During a speech Thursday at an Anniston Kiwanis Club luncheon, Rogers assured local residents they don’t need to worry about the closure of the Anniston Army Depot because Congress likely won’t approve the Defense Department’s plans for rounds of Base Realignment and Closures (BRAC) in 2013 and 2015.
“The Pentagon is still talking about it,” the congressman said of the BRAC plans. “It has no traction in Congress right now.”
Secretary of Defense Leon Panetta in January briefed legislators about BRAC and the $487 billion in cuts his department is required by Congress to make. In that briefing, Panetta called the BRAC rounds — which need congressional approval before they can be launched — “a necessity” as the Pentagon reduces the size of its military force.
“We will continue to work to make sure that it’s done effectively and that we achieve the savings that we hope to achieve from the process,” Panetta said, according to a transcript of the briefing provided by the Department of Defense. “But I have to tell you there is — there is no more effective process to make it happen than using the BRAC process.”
Rogers questioned that effectiveness in an interview after the Kiwanis lunch, claiming that the last BRAC in 2005 didn’t save the Pentagon money. A study from the Government Accountability Office states that Pentagon officials overestimated the savings they expected to generate from the 2005 BRAC. The 2009 study also suggested that costs tied to the implementation of the last BRAC top out around $35 billion — 67 percent higher than the costs estimated by the group commissioned to study BRAC.
But a Pentagon spokeswoman said Thursday that it’s inaccurate to say that BRAC doesn’t save money.
“Clearly, if you shut down an installation then you are saving that money in perpetuity because you are consolidating installations,” Lt. Col. Elizabeth Robbins said. She could not provide specifics about the savings generated by the 2005 BRAC by Thursday evening.
Even if Congress does approve these future BRACs, the military liaison for the Anniston Army Depot said he is not worried about the installation.
“I don’t think it’s caused any alarm,” Military Liaison Nathan Hill said of the Pentagon’s plans. “In all honesty, it would be impossible to do a BRAC round in 2013.”
Hill said it’s too late in the game for an effective BRAC to begin next year, especially without Congressional approval being imminent. And if a BRAC happens in 2015 — or anytime in the near future — the depot is and has been ready, Hill said.
“We never stood down our efforts from the last 2005 BRAC,” he said. “We always thought there would be another BRAC.”
Hill and other local officials have for years focused on promoting the military and economic value of the depot. They are well-acquainted with the effects of base closure: The community lost Fort McClellan in 1999 to a BRAC process in 1995.

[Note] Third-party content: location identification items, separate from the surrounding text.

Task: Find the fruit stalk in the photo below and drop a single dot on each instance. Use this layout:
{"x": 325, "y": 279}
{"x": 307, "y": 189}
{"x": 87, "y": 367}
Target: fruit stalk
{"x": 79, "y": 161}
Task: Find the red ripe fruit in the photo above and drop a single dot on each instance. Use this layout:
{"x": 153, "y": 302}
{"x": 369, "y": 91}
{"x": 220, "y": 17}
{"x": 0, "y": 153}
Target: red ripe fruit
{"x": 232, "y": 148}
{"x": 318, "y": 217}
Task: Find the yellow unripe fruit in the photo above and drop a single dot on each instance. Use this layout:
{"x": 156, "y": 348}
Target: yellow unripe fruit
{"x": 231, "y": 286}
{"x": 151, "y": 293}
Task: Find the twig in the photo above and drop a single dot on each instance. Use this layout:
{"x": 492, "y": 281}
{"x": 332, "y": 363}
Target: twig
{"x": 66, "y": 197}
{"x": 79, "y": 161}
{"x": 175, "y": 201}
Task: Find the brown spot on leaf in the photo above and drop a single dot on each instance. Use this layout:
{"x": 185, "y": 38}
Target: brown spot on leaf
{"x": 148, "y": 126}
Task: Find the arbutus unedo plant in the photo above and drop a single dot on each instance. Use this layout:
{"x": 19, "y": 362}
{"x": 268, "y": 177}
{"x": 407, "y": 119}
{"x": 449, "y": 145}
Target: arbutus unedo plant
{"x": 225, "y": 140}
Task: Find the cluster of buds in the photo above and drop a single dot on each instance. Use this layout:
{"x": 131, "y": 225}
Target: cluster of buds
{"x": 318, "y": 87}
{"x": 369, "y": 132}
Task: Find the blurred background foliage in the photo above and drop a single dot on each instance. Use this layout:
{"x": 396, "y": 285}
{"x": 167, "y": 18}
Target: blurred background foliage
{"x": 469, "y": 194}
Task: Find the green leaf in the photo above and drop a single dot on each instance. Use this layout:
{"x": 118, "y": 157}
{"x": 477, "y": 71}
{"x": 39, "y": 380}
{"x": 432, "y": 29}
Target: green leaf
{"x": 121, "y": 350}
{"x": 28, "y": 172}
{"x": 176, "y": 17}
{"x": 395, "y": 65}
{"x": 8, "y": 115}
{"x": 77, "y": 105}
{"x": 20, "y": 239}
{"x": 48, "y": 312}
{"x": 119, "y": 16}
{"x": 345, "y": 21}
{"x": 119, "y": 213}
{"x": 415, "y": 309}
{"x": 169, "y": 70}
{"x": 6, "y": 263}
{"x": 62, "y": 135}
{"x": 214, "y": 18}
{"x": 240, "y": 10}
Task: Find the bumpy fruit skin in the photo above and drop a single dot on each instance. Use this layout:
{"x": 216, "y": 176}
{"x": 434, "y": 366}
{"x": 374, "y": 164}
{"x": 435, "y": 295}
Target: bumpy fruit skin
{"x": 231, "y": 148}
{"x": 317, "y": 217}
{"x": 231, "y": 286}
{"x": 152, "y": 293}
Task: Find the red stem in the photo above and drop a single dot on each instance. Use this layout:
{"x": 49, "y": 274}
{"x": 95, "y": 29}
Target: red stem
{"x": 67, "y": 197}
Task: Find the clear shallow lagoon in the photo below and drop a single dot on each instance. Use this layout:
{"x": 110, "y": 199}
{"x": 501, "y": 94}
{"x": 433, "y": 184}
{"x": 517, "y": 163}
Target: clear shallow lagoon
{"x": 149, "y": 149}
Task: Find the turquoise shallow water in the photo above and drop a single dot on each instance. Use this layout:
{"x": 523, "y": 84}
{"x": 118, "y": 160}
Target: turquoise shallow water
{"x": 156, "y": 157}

“We want to keep workload at the depot,” Hill said. “More importantly, we try to keep the depot postured to have the best military value you can have.”
There are ongoing projects at the depot to do just that, including new facilities for small-arms repairs and industrial waste treatment and the widening of the road that runs through the installation’s main gates. A focus on contracting work for a variety of military branches — for years the depot has been designing and testing vehicles used by the Marine Corps to check for mines in Afghanistan — also helps to ensure the depot’s worth, Hill said.
But, obviously, with the Iraqi war over and the Afghanistan conflict drawing to a close, times aren’t what they were for the installation.
About 500 temporary workers will lose their jobs beginning in March as production slows down. Rogers hopes to hammer out a plan with depot officials that will allow veteran employees to retire early and place temporary workers who’ve lost their jobs into the spots vacated by early retirees.
Rogers said Thursday that he’s received assurances from the Commander of the Army Materiel Command and the Secretary of the Army that they won’t let the number of direct labor hours at the depot fall below 3.2 million per year. That was the installation’s base workload level going into the wars in Iraq and Afghanistan.
During the wars, workload levels were as high as 6.8 million direct labor hours a year, officials told The Star last November.
Those surge levels aren’t possible now, but Rogers said he believes Army officials when they say they will keep the depot workload from falling below that base number.
“So I feel good about the depot in the near future,” he said. Hill emphasized that the country’s military infrastructure is bound to change as the Department of Defense makes those $487 billion in cuts.
“Some things will be done differently … with the dollars we have available,” Hill said. “We are doing everything we can to keep the jobs and the efforts our military has in this area.”